NEW DELHI: A breast cancer surgeon from UK has made an attempt to dispel the ‘myth’ of mastectomy, being demanded by a lot of people who are suffering from or risk breast cancer. She called the practice of mastectomy (complete removal of breasts) less practical than breast-conserving surgery, lumpectomy.

Calling the current practice of bilateral mastectomy ‘medieval’, Fiona MacNeill of London’s Royal Marsden hospital, said, 'I am facing a tsunami of requests from women with breast cancer who want bilateral [double] mastectomies, driven by fear and a failure to understand the risks.

'They think that if it is good enough for Angelina Jolie, it is good enough for me.'

She pleaded the patients to consider the alternatives available to them before going for their breast removal which may leave them disfigured.

In the year 2013 Jolie had both her breast removed and gone under reconstructive surgery when she discovered that she carried a BRCA1 gene which increased her chances of getting breast cancer by 87% and ovarian cancer by 50 %. She later got her ovaries removed too.

'The Jolie story has been very powerful. Women who come to me with breast cancer all say they want a bilateral mastectomy (like she had).

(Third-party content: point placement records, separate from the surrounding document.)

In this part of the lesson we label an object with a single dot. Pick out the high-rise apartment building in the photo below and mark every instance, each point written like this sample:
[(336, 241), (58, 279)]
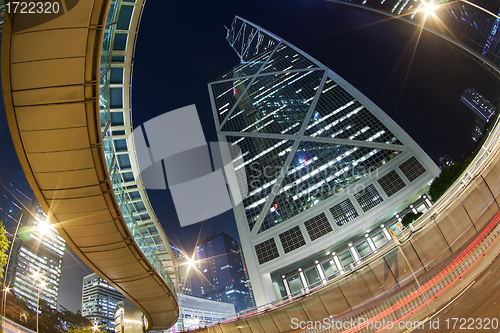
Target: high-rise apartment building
[(323, 163), (35, 264), (478, 104), (99, 301), (183, 271), (220, 261)]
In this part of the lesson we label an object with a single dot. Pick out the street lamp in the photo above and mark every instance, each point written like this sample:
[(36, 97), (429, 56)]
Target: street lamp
[(42, 284)]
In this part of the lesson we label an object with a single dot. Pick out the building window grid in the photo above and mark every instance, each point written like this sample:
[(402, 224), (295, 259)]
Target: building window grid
[(266, 251), (280, 104), (349, 117), (318, 226), (412, 168), (391, 183), (343, 212), (368, 198), (260, 171), (292, 239)]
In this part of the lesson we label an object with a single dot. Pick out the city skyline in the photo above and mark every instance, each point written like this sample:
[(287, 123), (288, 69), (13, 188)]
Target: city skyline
[(323, 162), (137, 84)]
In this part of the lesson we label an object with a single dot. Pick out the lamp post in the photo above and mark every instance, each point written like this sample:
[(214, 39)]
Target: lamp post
[(5, 291), (41, 285)]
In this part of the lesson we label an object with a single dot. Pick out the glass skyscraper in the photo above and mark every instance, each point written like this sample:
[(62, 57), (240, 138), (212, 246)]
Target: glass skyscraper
[(224, 276), (99, 301), (35, 264), (323, 163)]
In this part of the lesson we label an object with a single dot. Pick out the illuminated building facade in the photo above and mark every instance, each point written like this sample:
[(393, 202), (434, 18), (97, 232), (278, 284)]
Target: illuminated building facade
[(323, 163), (99, 301), (36, 260), (478, 104), (225, 279)]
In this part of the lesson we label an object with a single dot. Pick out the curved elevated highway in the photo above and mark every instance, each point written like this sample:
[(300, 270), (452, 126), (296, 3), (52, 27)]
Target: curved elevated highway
[(59, 103)]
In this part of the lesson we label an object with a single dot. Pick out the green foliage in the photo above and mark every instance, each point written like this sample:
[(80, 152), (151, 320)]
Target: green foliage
[(446, 179), (4, 245), (409, 218), (49, 320)]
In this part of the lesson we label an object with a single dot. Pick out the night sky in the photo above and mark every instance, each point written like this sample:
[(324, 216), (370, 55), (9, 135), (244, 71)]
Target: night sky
[(181, 47)]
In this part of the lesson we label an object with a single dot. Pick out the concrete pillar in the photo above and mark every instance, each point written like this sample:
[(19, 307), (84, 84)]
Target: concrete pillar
[(132, 318), (321, 273), (339, 264), (371, 244)]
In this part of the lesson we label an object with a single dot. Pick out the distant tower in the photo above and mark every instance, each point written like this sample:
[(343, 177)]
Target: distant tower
[(182, 268), (225, 279), (478, 104), (35, 264), (99, 301)]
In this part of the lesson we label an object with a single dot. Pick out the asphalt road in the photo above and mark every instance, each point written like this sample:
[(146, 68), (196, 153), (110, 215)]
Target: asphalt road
[(476, 308)]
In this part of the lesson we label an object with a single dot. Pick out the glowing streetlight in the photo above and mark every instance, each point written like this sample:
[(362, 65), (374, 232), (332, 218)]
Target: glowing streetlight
[(428, 8)]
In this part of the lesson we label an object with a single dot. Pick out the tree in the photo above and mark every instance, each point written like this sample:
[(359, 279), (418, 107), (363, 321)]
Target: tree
[(446, 179)]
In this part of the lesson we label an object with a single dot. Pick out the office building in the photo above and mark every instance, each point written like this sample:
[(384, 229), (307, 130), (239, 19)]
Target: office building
[(34, 268), (99, 301), (198, 312), (183, 271), (323, 163), (478, 104), (224, 275)]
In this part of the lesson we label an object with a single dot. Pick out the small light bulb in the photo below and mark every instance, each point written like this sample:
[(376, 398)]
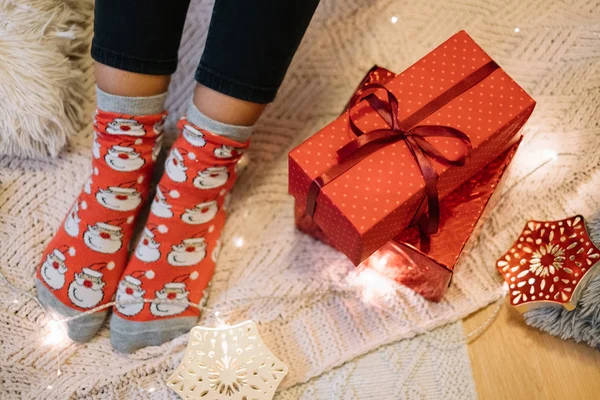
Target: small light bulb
[(505, 288), (550, 154)]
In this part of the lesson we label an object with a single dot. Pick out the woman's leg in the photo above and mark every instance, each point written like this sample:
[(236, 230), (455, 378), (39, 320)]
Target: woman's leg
[(249, 47), (135, 47)]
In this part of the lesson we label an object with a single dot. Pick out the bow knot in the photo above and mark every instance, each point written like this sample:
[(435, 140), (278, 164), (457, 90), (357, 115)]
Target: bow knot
[(414, 137)]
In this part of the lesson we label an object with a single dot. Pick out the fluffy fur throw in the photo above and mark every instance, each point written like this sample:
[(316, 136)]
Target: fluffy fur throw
[(583, 323), (43, 90)]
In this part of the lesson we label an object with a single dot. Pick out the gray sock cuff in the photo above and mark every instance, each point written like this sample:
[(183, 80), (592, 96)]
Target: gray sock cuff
[(130, 105), (237, 133)]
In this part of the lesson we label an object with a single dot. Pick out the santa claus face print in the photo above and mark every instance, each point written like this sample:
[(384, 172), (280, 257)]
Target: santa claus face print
[(160, 207), (119, 199), (125, 159), (147, 249), (175, 167), (193, 136), (201, 213), (72, 221), (211, 177), (103, 238), (86, 290), (157, 147), (87, 187), (159, 126), (122, 126), (96, 146), (175, 299), (129, 297), (215, 254), (53, 270), (227, 152), (188, 252)]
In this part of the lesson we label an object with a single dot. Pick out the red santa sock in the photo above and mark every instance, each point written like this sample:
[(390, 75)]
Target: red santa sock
[(180, 242), (83, 263)]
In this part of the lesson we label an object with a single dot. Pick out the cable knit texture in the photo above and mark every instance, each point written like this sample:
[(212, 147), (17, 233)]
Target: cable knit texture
[(554, 55)]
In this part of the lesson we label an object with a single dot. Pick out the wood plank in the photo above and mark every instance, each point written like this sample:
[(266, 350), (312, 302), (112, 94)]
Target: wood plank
[(511, 360)]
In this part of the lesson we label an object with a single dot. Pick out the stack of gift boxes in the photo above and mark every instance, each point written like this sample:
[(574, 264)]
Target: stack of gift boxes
[(404, 176)]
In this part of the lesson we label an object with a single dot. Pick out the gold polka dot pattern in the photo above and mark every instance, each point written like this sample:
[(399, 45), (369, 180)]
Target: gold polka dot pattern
[(376, 199)]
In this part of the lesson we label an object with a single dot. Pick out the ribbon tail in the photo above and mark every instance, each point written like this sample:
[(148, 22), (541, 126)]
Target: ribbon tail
[(429, 222)]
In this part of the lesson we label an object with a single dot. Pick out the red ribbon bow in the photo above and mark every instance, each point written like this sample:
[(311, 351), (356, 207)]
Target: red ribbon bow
[(413, 135)]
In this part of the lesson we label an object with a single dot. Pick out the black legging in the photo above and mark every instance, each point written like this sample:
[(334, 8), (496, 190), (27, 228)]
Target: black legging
[(249, 46)]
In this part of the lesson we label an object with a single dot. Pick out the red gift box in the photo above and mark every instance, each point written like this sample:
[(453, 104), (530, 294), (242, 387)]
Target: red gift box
[(426, 264), (457, 85)]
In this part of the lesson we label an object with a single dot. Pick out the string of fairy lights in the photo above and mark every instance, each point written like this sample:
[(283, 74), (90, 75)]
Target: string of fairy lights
[(54, 332)]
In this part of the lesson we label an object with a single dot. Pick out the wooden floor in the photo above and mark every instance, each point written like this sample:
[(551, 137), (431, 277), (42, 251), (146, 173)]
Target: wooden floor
[(514, 361)]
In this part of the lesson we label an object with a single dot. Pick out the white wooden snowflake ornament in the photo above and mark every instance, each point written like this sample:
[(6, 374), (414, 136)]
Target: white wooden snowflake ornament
[(227, 363)]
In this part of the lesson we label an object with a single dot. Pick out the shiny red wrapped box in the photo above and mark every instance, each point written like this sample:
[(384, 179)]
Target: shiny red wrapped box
[(369, 183), (426, 264)]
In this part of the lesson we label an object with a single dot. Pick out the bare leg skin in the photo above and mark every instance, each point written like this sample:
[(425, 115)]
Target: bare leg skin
[(226, 109), (129, 84)]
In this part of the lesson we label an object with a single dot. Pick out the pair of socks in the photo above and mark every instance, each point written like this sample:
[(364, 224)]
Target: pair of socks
[(88, 263)]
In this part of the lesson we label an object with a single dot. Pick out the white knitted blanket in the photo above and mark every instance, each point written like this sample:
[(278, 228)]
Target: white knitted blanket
[(285, 280)]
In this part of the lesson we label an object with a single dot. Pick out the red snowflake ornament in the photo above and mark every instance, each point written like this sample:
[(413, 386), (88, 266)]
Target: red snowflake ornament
[(549, 264)]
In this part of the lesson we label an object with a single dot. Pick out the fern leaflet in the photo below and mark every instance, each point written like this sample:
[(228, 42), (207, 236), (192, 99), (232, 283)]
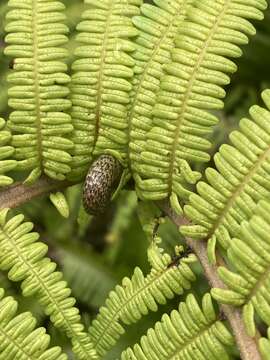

“But it is important to remember that Angelina did not have breast cancer. For women who actually do, a mastectomy is like locking the stable door after the horse has bolted.

In the majority of cases, the operation will not give any better chance of survival. It is all the other bits of treatment they now receive that will give them the best fighting chance,” MacNeill said this while speaking at San Antonio Breast Cancer Symposium in Texas.

The study on which MacNeill based her arguments involved data of 37,207 patients. These patients were diagnosed with breast cancer between 2000 and 2004. The study reckoned how these patients fared till ten years later and how many of them were still alive.

Among them just over half of the patients went for lumpectomy followed by radiotherapy, the rest went for mastectomy with chemotherapy and no radiotherapy. Overall, 76 per cent women who went underwent BCT (breast conserving therapy) were alive against 59.7 per cent who had mastectomy done, as reported by Daily Mail.